8.4 Continuous Random Variables
For continuous random variables \(X\) (uncountable, infinite number of values),
the probability of any one value is 0, \(P(X = x) = 0\).
So we define the probability model using a culmulative distribution function (cdf), the probability of having a value less than \(x\), \[F(x) = P(X\leq x)\] (it is always notated with a capital letter \(F\) or \(G\) or \(H\)).
and a probability density function (pdf), \(f(x)\geq 0\) such that the probability is defined by the area under this curve (defined by the pdf). Using calculus, the area under the curve is \[P(a\leq X \leq b) = \int^b_a f(x)dx\] (it is always notated with a small letter \(f\) or \(g\) or \(h\)) and the total area under the probability density function is 1, \[P(S) = P(-\infty\leq X\leq \infty) = \int^\infty_{-\infty}f(x)dx = 1\]
Thus, we can write the cumulative distribution function as, \(F(x) = P(X \leq x) = \int^x_{-\infty} f(y)dy\).
8.4.1 Expected Value
Let \(X\) be a continuous RV with pdf \(f(x)\). The expected value of \(X\) is defined as \[E(X)= \int^\infty_{-\infty} xf(x)dx \] and \[E(g(X))= \int^\infty_{-\infty} g(x)f(x)dx\]
Properties of Expected Value
These properties still hold:
\[ E(aX) = aE(X)\] \[E(X+b) = E(X) + b\]
8.4.2 A Few Named Probability Models
Normal Model
For \(X\) such that \(E(X) = \mu\) and \(SD(X) = \sigma\), a Normal random variable has a pdf of \[f(x) = \frac{1}{\sigma\sqrt{2\pi}}e^{-\frac{(x-\mu)^2}{2\sigma^2}}\]
Let the expected value be 0 and standard deviation be 1, \(\mu = 0\) and \(\sigma = 1\)
We know that \(P(-1\leq X \leq 1) = F(1) - F(-1) = 0.68\)
## [1] 0.6826895
- \(P(-2\leq X \leq 2) = F(2) - F(-2) = 0.95\)
## [1] 0.9544997
- \(P(-3\leq X \leq 3) = F(3) - F(-3) = 0.997\)
## [1] 0.9973002
Let \(X\) be a Binomial Random Variable and \(Y\) be a Normal Random Variable.

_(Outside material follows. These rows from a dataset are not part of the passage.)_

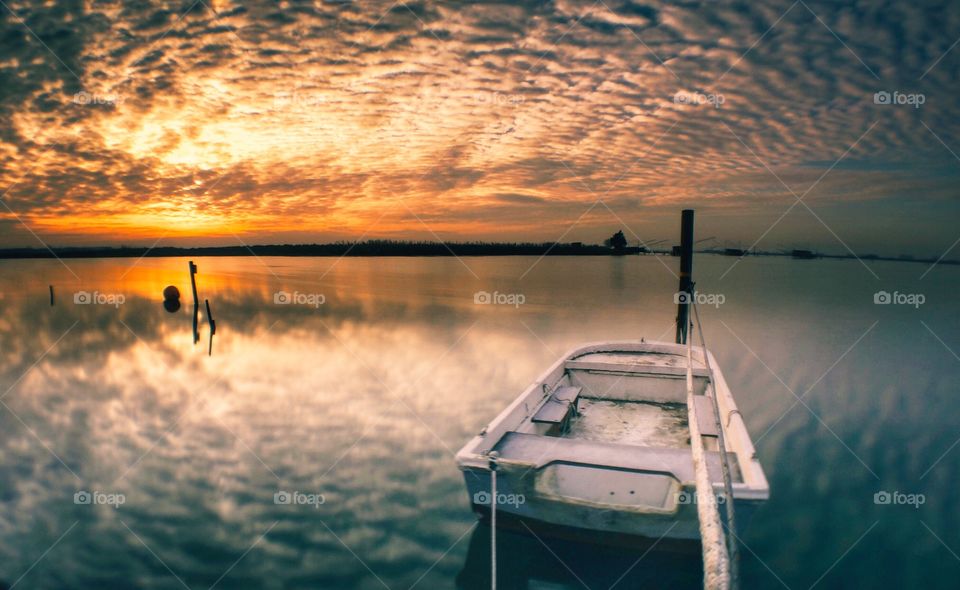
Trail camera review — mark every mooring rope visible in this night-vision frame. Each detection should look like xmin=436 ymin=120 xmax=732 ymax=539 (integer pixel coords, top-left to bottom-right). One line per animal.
xmin=687 ymin=314 xmax=730 ymax=590
xmin=692 ymin=298 xmax=740 ymax=590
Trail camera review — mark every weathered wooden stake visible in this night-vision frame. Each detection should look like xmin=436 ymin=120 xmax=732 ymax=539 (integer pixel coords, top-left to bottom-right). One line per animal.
xmin=677 ymin=209 xmax=693 ymax=344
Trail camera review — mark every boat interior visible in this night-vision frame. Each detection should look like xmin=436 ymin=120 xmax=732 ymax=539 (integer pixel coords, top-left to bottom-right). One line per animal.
xmin=468 ymin=342 xmax=767 ymax=511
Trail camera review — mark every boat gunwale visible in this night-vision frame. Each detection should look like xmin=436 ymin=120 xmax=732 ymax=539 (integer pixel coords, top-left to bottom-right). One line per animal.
xmin=456 ymin=340 xmax=769 ymax=500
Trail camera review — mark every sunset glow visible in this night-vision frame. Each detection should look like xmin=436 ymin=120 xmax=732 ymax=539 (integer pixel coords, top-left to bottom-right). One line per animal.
xmin=0 ymin=0 xmax=960 ymax=253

As \(n\rightarrow \infty\) (\(p\) is fixed), the \(P(X = x) \approx P(x-0.5 \leq Y \leq x+0.5)\).
Note: adding and subtracting 0.5 is the continuity correction
If \(n=1000\) and \(p=0.2\), let’s compare \(P(X=200)\) and \(P(199.5\leq Y\leq 200.5)\).
## [1] 0.03152536
## [1] 0.03153095
If \(n=1000\) and \(p=0.2\), let’s compare \(P(200\leq X\leq 210)\) and \(P(199.5\leq Y\leq 210.5)\).
## [1] 0.3100719
## [1] 0.3125238
How big does \(n\) have to be for the Normal approximation to be appropriate?
- Rule of Thumb: \(np \geq 10\) and \(n(1-p)\geq 10\) because that makes sure that \(E(X)-0>3SD(X)\) (mean is at least 3 SD’s from 0).
For \(p=0.2\), that means that \(n\geq 50\).